Utilizing Low-Dimensional Molecular Embeddings for Rapid Chemical Similarity Search
This addresses computational bottlenecks in drug discovery and chemistry by providing a fast, generalizable solution for similarity searches, though it is incremental as it builds on existing embedding and data structure techniques.
The paper tackled the problem of slow nearest neighbor similarity searches in large chemical databases by combining low-dimensional embeddings with a k-d tree data structure, achieving searches over one billion chemicals in less than a second, which is five orders of magnitude faster than brute-force methods.

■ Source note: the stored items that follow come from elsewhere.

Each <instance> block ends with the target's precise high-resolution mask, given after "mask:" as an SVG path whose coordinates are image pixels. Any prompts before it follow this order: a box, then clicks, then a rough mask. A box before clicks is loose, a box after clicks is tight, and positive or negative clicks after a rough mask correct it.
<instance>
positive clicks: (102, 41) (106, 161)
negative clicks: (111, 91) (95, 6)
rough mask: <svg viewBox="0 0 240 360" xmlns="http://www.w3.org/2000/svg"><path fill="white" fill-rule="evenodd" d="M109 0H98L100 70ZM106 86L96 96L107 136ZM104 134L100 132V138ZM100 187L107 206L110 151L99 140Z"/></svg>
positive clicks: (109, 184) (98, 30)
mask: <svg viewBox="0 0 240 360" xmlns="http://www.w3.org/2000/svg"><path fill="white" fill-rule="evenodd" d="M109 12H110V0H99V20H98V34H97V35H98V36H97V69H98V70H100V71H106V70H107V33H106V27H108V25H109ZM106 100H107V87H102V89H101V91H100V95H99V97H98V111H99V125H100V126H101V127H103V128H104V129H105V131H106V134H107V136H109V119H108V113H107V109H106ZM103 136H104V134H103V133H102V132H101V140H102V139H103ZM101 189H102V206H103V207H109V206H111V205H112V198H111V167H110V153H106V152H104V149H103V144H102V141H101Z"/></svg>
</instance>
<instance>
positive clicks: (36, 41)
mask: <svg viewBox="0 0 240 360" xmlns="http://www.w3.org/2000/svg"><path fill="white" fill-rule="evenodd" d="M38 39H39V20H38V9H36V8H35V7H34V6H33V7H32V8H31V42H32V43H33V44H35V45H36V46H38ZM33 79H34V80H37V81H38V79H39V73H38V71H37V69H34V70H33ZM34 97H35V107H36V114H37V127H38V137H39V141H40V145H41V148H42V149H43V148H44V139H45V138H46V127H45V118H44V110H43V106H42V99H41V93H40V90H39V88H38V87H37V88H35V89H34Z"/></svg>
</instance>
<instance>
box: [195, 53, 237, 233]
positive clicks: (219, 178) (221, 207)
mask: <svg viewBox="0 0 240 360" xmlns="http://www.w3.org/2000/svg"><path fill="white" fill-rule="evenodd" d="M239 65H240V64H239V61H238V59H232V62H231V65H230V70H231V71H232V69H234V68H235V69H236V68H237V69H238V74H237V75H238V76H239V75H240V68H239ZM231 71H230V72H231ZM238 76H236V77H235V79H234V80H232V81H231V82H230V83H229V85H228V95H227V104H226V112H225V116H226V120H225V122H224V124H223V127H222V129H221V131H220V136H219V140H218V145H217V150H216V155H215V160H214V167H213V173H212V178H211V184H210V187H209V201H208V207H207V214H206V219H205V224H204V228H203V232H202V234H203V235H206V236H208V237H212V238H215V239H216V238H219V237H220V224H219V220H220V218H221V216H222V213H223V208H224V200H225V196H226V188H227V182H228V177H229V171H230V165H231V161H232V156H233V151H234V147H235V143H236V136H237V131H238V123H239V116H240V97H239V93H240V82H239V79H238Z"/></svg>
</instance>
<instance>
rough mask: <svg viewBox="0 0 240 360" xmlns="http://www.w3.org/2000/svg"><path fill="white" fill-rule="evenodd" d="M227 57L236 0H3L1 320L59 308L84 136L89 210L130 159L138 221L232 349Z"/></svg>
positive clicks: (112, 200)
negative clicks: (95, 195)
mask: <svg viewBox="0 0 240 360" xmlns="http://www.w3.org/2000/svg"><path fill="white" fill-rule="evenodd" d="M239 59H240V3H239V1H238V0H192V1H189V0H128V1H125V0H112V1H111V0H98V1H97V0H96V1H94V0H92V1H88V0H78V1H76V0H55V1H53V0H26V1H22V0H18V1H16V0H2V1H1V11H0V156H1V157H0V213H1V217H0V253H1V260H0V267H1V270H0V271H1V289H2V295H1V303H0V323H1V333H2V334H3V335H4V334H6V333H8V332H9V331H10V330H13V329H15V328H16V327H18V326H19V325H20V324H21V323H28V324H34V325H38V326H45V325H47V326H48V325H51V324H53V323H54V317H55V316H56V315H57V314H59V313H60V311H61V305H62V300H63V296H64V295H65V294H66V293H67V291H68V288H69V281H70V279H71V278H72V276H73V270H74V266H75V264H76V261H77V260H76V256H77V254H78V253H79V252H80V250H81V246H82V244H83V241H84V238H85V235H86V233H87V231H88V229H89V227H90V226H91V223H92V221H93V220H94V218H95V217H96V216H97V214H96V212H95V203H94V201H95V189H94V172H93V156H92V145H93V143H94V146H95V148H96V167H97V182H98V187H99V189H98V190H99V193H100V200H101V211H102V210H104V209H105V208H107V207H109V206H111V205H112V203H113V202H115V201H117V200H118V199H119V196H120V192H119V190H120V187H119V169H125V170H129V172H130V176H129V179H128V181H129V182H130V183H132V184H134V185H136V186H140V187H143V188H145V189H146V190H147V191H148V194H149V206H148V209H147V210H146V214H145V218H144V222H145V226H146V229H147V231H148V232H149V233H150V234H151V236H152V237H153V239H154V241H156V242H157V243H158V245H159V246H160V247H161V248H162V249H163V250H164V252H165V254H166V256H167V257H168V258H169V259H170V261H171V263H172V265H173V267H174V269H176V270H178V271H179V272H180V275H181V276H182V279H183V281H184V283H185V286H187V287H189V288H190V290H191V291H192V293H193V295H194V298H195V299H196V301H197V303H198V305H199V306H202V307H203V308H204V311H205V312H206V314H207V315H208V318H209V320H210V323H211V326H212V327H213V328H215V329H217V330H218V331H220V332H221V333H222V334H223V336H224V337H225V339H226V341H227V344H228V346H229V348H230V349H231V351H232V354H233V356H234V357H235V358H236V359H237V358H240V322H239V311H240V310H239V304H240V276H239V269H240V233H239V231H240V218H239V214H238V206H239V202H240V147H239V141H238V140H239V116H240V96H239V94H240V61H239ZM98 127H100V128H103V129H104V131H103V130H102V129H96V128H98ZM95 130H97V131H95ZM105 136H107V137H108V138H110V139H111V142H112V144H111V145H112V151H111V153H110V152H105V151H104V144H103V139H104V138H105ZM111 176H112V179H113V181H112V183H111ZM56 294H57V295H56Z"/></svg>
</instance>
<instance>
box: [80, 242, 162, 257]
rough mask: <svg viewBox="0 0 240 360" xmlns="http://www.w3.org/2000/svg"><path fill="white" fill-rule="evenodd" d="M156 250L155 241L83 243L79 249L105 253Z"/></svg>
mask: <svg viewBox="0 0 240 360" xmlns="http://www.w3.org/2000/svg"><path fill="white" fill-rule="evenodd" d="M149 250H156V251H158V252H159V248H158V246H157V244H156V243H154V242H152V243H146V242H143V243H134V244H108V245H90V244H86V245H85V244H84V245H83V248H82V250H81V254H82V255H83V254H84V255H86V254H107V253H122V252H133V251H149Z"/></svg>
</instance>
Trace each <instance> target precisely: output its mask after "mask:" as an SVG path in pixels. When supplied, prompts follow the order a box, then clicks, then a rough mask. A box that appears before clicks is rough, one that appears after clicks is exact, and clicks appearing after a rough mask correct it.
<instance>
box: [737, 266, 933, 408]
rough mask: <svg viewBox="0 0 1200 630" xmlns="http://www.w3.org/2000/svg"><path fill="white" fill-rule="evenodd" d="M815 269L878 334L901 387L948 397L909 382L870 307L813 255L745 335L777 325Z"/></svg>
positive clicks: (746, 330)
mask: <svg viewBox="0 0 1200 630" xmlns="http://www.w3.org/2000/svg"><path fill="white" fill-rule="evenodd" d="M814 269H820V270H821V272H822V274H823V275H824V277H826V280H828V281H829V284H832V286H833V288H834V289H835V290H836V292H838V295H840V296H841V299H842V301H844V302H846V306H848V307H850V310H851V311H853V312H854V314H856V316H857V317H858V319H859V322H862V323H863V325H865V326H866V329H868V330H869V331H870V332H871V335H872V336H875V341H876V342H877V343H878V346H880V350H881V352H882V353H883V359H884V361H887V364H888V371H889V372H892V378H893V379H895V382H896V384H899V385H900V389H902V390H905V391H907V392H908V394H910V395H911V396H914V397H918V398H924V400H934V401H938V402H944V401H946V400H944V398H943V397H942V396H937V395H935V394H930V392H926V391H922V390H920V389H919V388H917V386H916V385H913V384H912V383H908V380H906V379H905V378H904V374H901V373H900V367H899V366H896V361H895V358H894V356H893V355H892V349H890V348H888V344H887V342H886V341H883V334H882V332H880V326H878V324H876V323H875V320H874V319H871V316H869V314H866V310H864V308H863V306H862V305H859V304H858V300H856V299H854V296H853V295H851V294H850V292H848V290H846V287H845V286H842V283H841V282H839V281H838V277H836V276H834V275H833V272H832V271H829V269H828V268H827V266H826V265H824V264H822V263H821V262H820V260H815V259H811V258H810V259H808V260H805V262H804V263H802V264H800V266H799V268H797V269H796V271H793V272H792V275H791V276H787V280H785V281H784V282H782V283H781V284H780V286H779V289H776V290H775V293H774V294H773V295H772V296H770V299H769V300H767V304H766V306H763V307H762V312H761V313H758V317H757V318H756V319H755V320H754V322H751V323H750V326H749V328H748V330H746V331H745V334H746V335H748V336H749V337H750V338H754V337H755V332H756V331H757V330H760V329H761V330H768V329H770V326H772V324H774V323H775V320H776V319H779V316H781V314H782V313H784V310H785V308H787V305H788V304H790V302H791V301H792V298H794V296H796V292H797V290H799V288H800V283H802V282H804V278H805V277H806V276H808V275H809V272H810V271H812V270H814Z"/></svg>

Nearest neighbor-based similarity searching is a common task in chemistry, with notable use cases in drug discovery. Yet, some of the most commonly used approaches for this task still leverage a brute-force approach. In practice this can be computationally costly and overly time-consuming, due in part to the sheer size of modern chemical databases. Previous computational advancements for this task have generally relied on improvements to hardware or dataset-specific tricks that lack generalizability. Approaches that leverage lower-complexity searching algorithms remain relatively underexplored. However, many of these algorithms are approximate solutions and/or struggle with typical high-dimensional chemical embeddings. Here we evaluate whether a combination of low-dimensional chemical embeddings and a k-d tree data structure can achieve fast nearest neighbor queries while maintaining performance on standard chemical similarity search benchmarks. We examine different dimensionality reductions of standard chemical embeddings as well as a learned, structurally-aware embedding -- SmallSA -- for this task. With this framework, searches on over one billion chemicals execute in less than a second on a single CPU core, five orders of magnitude faster than the brute-force approach. We also demonstrate that SmallSA achieves competitive performance on chemical similarity benchmarks.